Soon, the gates of President Obasanjo’s residence were flung open and we made our way in. We were tucked into a small ante-room because there was a crowd in a big living room waiting to see him. I prepared myself for a long wait until five minutes later when the door knob turned and President Obasanjo emerged. As we greeted the President, Joop did not mince words or hide our feelings; he said, we were hungry. Obasanjo led us to table and I used the opportunity to solicit his support on our mission to rescind the Custom tariff on books. He too saw some sense in our mission and promised to help.
A few weeks later, we pleasantly received the letter and directive from the Minister of Finance rescinding the 35% tariff on books. It was a victory for books, helped by Joop’s gargantuan reach across the nation.

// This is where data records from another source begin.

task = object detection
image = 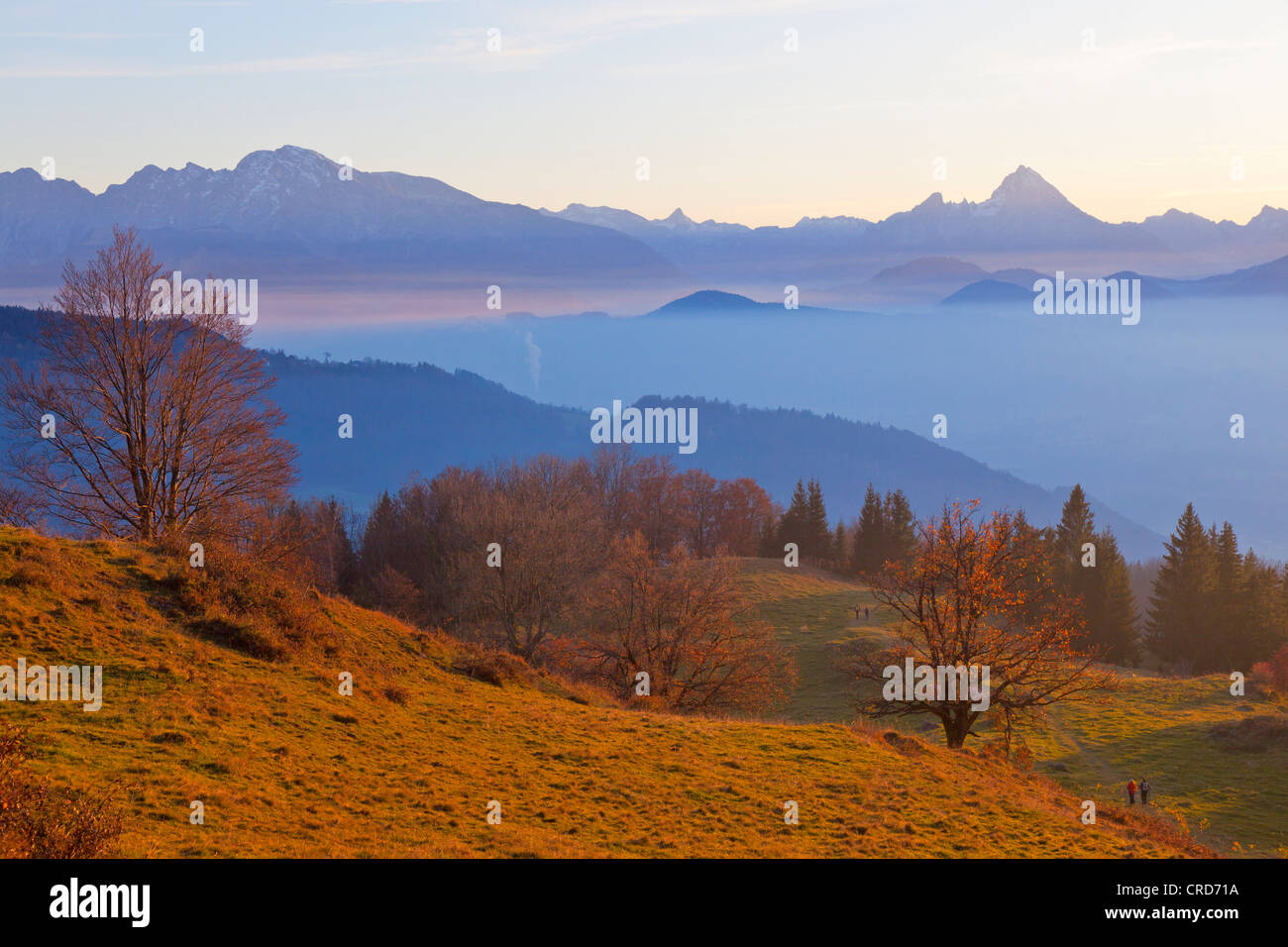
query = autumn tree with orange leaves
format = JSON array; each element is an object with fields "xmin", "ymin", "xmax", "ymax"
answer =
[
  {"xmin": 855, "ymin": 501, "xmax": 1113, "ymax": 747},
  {"xmin": 572, "ymin": 532, "xmax": 795, "ymax": 711}
]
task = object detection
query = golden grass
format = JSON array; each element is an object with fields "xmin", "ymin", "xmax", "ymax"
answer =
[
  {"xmin": 743, "ymin": 559, "xmax": 1288, "ymax": 857},
  {"xmin": 0, "ymin": 530, "xmax": 1203, "ymax": 858}
]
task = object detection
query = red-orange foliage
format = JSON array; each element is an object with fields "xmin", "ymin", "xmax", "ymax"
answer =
[{"xmin": 858, "ymin": 501, "xmax": 1112, "ymax": 747}]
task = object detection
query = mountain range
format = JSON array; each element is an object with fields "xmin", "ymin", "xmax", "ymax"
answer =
[
  {"xmin": 0, "ymin": 146, "xmax": 1288, "ymax": 314},
  {"xmin": 0, "ymin": 307, "xmax": 1163, "ymax": 558}
]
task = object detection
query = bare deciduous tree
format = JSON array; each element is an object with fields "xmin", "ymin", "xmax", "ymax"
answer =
[
  {"xmin": 575, "ymin": 532, "xmax": 794, "ymax": 710},
  {"xmin": 434, "ymin": 456, "xmax": 604, "ymax": 659},
  {"xmin": 855, "ymin": 502, "xmax": 1113, "ymax": 747},
  {"xmin": 4, "ymin": 228, "xmax": 296, "ymax": 540}
]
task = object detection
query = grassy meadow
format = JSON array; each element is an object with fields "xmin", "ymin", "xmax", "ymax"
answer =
[
  {"xmin": 0, "ymin": 530, "xmax": 1221, "ymax": 858},
  {"xmin": 744, "ymin": 559, "xmax": 1288, "ymax": 857}
]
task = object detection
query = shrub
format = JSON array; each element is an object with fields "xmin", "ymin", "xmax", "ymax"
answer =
[
  {"xmin": 1252, "ymin": 644, "xmax": 1288, "ymax": 697},
  {"xmin": 0, "ymin": 723, "xmax": 123, "ymax": 858}
]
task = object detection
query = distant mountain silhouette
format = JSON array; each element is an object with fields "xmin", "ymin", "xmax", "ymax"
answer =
[
  {"xmin": 647, "ymin": 290, "xmax": 825, "ymax": 316},
  {"xmin": 941, "ymin": 279, "xmax": 1033, "ymax": 305},
  {"xmin": 0, "ymin": 146, "xmax": 675, "ymax": 282},
  {"xmin": 941, "ymin": 257, "xmax": 1288, "ymax": 305},
  {"xmin": 0, "ymin": 146, "xmax": 1288, "ymax": 314}
]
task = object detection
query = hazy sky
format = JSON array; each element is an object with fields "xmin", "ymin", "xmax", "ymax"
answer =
[{"xmin": 0, "ymin": 0, "xmax": 1288, "ymax": 224}]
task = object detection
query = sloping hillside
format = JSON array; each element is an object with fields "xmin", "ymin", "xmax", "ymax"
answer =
[{"xmin": 0, "ymin": 530, "xmax": 1202, "ymax": 857}]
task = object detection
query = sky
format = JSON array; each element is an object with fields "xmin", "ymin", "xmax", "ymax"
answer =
[{"xmin": 0, "ymin": 0, "xmax": 1288, "ymax": 226}]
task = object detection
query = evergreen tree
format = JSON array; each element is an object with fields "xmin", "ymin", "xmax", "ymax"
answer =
[
  {"xmin": 883, "ymin": 489, "xmax": 917, "ymax": 562},
  {"xmin": 1208, "ymin": 523, "xmax": 1250, "ymax": 661},
  {"xmin": 1052, "ymin": 484, "xmax": 1105, "ymax": 646},
  {"xmin": 1149, "ymin": 504, "xmax": 1219, "ymax": 674},
  {"xmin": 1087, "ymin": 530, "xmax": 1140, "ymax": 665},
  {"xmin": 832, "ymin": 522, "xmax": 849, "ymax": 574},
  {"xmin": 778, "ymin": 480, "xmax": 808, "ymax": 556},
  {"xmin": 806, "ymin": 479, "xmax": 832, "ymax": 561},
  {"xmin": 1225, "ymin": 552, "xmax": 1288, "ymax": 669},
  {"xmin": 854, "ymin": 483, "xmax": 886, "ymax": 576}
]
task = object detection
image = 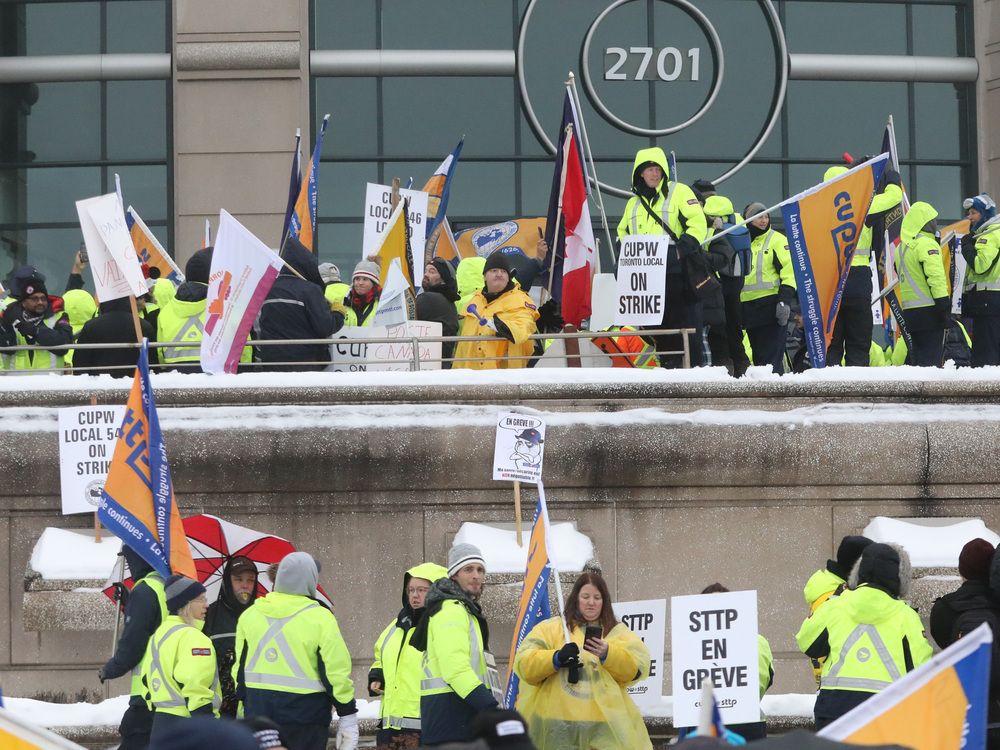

One of Joop’s greatest pride was carrying a Nigerian passport. The country in turn rewarded him with an OON, Order of the Niger, a national merit award, for his services to the publishing industry. I will never forget the joyful smile, pure childlike, he carried all day when the Ooni of Ife, Oba Okunade Sijuwade, conferred a Chieftaincy title on him. At 94, he would have been wise and realistic enough to know that death could come calling. He chose to die in Nigeria because this was home. He loved Nigeria and Nigeria was good to him. He found Nigeria ever so sweet and warm.
I had called him twice the weekend before he passed, unanswered. On Monday, 10 February, 2025, his assistant and caregiver returned my call to let me know he was very poorly. A few hours later, Joop breathed his last.
Joop Berkhout is gone, one of the closing leaves of the great and colourful publishers that transversed our nation. Joop may not have been lettered, but he was a literary luminary. He placed in our hands the voices of Nigeria, particularly the movers and shakers. He will be sorely missed.
- Dr Kolade Mosuro is a Publisher and Bookseller.